What Is DCF Valuation? A Beginner Guide
Discounted Cash Flow (DCF) is the gold standard method for estimating what a stock is truly worth.
How DCF Works
The core idea is simple: a company is worth the sum of all future cash flows it will generate, discounted back to today's value.
The Three Key Inputs
- Projected Free Cash Flows — Estimate how much cash the company will produce each year over a forecast period (typically 5–10 years).
- Discount Rate — The rate used to convert future cash flows into present value.
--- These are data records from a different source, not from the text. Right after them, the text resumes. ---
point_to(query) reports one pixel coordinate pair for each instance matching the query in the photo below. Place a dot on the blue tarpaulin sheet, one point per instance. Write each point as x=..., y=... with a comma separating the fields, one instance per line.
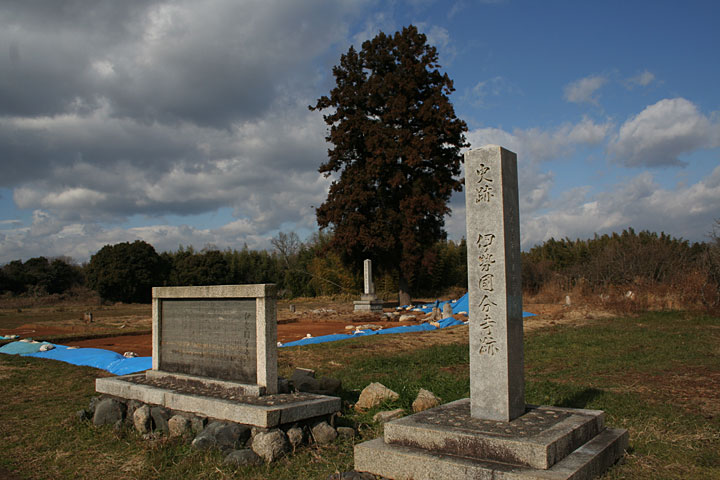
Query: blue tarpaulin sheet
x=119, y=365
x=448, y=322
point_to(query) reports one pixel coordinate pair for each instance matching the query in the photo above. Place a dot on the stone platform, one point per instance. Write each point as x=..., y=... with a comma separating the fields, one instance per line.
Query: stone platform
x=446, y=442
x=220, y=400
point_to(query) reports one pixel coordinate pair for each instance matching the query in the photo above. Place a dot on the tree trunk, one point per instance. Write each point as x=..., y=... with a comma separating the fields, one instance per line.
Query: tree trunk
x=403, y=291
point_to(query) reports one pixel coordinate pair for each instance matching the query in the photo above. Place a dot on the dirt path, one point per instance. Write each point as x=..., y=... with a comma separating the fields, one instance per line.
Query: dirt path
x=312, y=317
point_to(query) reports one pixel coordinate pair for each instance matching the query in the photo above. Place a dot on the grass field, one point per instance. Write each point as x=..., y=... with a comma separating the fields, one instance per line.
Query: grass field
x=658, y=375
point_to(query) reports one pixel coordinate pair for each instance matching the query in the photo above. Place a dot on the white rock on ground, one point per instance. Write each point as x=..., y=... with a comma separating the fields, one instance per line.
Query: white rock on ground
x=425, y=399
x=373, y=395
x=270, y=445
x=386, y=416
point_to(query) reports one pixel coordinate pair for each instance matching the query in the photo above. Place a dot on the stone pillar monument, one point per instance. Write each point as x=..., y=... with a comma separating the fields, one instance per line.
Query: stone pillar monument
x=493, y=434
x=368, y=301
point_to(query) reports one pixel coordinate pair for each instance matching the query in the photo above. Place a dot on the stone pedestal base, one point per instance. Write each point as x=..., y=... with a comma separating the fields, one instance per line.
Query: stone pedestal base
x=446, y=442
x=368, y=305
x=219, y=400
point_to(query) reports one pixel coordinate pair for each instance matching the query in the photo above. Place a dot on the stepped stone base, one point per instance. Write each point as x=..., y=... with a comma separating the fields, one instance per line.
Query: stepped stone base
x=221, y=401
x=446, y=442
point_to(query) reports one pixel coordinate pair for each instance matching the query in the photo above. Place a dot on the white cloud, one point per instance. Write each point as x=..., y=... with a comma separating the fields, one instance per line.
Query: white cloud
x=641, y=80
x=536, y=145
x=662, y=132
x=640, y=203
x=583, y=90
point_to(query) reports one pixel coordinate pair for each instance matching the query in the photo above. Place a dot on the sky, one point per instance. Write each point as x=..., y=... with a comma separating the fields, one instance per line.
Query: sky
x=186, y=122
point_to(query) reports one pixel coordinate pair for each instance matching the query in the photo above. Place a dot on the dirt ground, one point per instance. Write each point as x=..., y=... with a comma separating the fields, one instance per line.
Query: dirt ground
x=313, y=317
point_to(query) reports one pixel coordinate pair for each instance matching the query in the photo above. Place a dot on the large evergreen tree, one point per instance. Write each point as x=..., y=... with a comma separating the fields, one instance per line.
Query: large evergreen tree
x=126, y=272
x=396, y=145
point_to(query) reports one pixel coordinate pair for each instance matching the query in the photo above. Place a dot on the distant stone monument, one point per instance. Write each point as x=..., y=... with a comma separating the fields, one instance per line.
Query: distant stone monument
x=215, y=355
x=493, y=434
x=368, y=301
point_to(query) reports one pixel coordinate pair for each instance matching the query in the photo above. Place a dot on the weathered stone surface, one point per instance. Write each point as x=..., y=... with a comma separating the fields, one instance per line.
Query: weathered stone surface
x=374, y=395
x=394, y=461
x=141, y=419
x=203, y=442
x=93, y=403
x=265, y=411
x=242, y=457
x=232, y=435
x=179, y=426
x=108, y=411
x=346, y=432
x=271, y=445
x=425, y=400
x=497, y=385
x=295, y=436
x=323, y=433
x=160, y=417
x=386, y=416
x=198, y=423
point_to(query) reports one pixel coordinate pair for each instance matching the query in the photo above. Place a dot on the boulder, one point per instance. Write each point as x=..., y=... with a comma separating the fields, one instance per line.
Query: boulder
x=141, y=419
x=160, y=417
x=374, y=395
x=242, y=457
x=425, y=400
x=323, y=433
x=109, y=411
x=295, y=436
x=198, y=424
x=386, y=416
x=330, y=386
x=270, y=445
x=232, y=435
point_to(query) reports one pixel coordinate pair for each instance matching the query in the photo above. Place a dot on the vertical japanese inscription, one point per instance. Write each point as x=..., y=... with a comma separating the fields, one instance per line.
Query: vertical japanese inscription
x=496, y=350
x=210, y=338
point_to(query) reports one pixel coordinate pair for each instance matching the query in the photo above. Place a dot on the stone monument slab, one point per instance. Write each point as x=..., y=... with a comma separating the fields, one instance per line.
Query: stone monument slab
x=215, y=355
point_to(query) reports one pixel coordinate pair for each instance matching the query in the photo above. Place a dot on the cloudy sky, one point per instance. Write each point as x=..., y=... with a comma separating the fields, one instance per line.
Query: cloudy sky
x=186, y=122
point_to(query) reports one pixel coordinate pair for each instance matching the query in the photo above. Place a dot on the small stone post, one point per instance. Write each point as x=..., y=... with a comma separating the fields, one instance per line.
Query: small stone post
x=369, y=286
x=497, y=384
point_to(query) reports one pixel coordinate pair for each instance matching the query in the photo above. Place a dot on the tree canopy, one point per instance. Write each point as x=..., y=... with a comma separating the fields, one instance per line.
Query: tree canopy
x=396, y=147
x=126, y=272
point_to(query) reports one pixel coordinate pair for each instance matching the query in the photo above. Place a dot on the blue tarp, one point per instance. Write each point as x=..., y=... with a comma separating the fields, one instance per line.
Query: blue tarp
x=459, y=306
x=90, y=357
x=448, y=322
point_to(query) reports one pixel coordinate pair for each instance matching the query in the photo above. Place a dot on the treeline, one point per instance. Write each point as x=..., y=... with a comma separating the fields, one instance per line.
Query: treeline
x=40, y=276
x=656, y=265
x=643, y=263
x=126, y=271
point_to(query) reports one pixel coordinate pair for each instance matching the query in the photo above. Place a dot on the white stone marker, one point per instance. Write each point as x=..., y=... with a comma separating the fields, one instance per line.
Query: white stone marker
x=369, y=286
x=497, y=384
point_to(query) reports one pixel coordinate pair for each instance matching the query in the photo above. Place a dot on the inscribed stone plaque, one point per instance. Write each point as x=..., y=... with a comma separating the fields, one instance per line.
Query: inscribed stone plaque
x=209, y=337
x=497, y=386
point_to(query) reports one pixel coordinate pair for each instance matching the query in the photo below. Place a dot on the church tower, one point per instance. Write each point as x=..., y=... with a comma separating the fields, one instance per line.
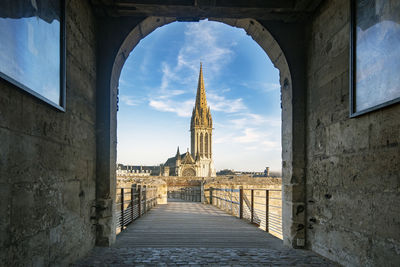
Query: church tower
x=201, y=132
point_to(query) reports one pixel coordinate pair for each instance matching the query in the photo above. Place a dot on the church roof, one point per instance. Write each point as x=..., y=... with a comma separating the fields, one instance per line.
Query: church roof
x=188, y=158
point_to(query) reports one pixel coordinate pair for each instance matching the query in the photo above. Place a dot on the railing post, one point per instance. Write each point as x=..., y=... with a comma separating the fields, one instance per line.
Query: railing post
x=122, y=209
x=145, y=198
x=133, y=189
x=266, y=210
x=252, y=206
x=140, y=200
x=231, y=201
x=202, y=200
x=241, y=203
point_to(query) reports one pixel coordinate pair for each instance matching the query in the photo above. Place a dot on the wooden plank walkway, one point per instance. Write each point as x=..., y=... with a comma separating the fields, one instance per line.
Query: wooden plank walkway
x=193, y=234
x=191, y=224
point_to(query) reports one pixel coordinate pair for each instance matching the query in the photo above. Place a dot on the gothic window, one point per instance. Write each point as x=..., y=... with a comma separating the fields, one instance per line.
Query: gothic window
x=189, y=172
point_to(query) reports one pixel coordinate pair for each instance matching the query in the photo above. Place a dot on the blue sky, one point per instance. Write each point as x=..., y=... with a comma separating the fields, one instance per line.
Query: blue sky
x=157, y=91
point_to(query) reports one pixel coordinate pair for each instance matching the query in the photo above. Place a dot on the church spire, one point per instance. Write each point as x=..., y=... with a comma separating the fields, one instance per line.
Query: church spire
x=201, y=101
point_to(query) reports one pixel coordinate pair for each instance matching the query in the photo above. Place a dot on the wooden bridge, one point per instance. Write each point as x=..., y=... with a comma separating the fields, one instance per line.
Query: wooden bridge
x=195, y=234
x=192, y=224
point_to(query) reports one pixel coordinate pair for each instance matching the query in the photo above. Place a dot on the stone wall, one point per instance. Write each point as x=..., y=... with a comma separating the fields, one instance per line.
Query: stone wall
x=353, y=165
x=47, y=160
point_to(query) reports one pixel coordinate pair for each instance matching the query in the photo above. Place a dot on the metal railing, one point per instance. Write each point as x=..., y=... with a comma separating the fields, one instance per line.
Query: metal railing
x=262, y=207
x=132, y=203
x=191, y=194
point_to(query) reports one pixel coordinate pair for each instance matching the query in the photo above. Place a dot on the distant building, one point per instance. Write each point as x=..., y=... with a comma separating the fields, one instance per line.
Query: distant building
x=131, y=170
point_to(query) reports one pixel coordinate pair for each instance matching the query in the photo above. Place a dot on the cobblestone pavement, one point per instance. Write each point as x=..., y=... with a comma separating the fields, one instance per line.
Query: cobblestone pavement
x=202, y=257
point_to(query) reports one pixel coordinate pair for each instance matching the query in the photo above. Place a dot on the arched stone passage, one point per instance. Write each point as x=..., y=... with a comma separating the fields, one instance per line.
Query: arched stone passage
x=293, y=150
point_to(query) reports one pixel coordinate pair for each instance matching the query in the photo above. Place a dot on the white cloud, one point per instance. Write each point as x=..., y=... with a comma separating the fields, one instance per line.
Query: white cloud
x=182, y=109
x=221, y=103
x=202, y=42
x=264, y=87
x=129, y=100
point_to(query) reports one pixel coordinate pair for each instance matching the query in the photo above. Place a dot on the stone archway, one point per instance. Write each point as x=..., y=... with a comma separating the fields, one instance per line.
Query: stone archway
x=293, y=137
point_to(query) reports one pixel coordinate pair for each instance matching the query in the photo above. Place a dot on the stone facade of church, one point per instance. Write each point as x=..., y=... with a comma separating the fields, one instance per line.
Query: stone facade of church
x=199, y=162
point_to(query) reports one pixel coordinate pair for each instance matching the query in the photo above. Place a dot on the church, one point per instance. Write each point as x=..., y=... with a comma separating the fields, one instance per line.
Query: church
x=199, y=162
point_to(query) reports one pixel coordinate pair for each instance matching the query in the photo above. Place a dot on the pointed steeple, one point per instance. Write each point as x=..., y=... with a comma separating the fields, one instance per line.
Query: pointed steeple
x=201, y=101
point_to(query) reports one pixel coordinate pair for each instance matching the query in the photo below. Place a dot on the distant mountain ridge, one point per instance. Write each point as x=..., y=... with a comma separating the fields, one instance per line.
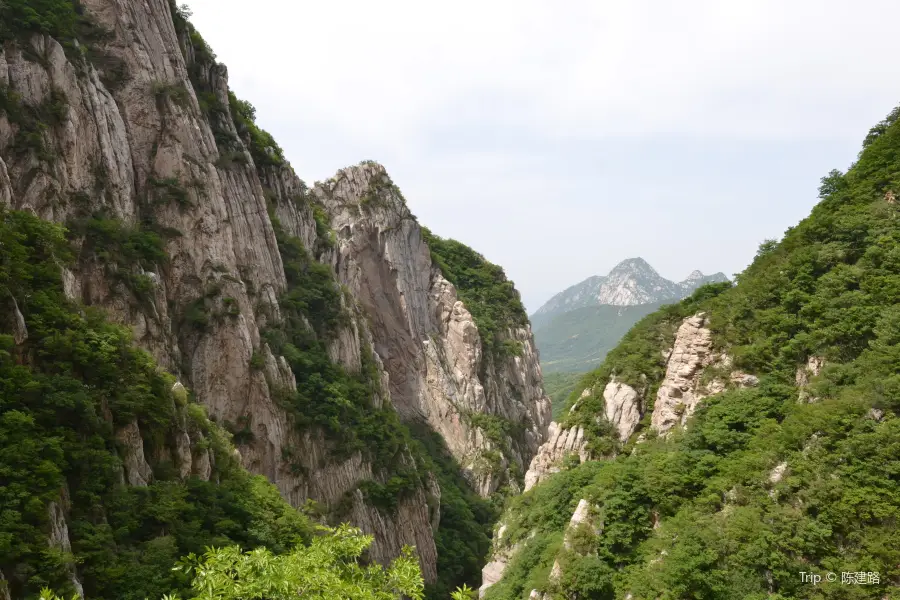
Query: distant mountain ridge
x=577, y=327
x=632, y=282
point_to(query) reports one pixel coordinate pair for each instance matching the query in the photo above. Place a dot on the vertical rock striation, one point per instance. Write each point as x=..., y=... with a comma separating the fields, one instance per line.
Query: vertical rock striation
x=139, y=139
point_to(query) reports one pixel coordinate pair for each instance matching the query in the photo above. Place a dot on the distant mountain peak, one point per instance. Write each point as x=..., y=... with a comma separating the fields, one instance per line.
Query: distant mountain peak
x=632, y=282
x=695, y=275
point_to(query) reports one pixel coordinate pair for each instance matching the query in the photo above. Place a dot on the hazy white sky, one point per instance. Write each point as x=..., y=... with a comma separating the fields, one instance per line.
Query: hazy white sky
x=558, y=138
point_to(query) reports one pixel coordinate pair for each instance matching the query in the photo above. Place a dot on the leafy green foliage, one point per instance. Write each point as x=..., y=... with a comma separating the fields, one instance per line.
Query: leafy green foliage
x=55, y=388
x=482, y=286
x=265, y=151
x=759, y=486
x=579, y=340
x=463, y=538
x=327, y=568
x=340, y=403
x=559, y=386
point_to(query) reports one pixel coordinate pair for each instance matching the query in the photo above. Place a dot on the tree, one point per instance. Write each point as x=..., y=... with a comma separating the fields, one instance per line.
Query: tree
x=326, y=569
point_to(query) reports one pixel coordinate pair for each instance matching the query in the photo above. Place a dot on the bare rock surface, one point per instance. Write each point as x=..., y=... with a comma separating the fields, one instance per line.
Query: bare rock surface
x=622, y=407
x=120, y=137
x=680, y=392
x=561, y=443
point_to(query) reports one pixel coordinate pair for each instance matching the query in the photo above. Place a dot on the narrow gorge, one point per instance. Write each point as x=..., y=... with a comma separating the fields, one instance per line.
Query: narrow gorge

Usually the Weighted Average Cost of Capital (WACC), reflecting the risk of the investment.
- Terminal Value — An estimate of the company's value beyond the forecast period, since businesses don't stop generating cash after year 10.
The Formula
The intrinsic value is calculated as:
Intrinsic Value = Σ (FCFₜ / (1 + r)ᵗ) + Terminal Value / (1 + r)ⁿ
Where FCFₜ is the free cash flow in year t, r is the discount rate, and n is the number of forecast years.
Why Investors Use DCF
- Fundamental approach — It focuses on what a business actually produces, not market sentiment.
- Flexible — Works for any cash-generating business across industries.
- Forward-looking — Captures growth expectations rather than relying on historical multiples alone.
Limitations to Keep in Mind
No valuation method is perfect. DCF is sensitive to assumptions — small changes in growth rate or discount rate can significantly alter the result. That's why experienced analysts often run multiple scenarios (bull, base, bear) and compare DCF results with other methods like comparable company analysis.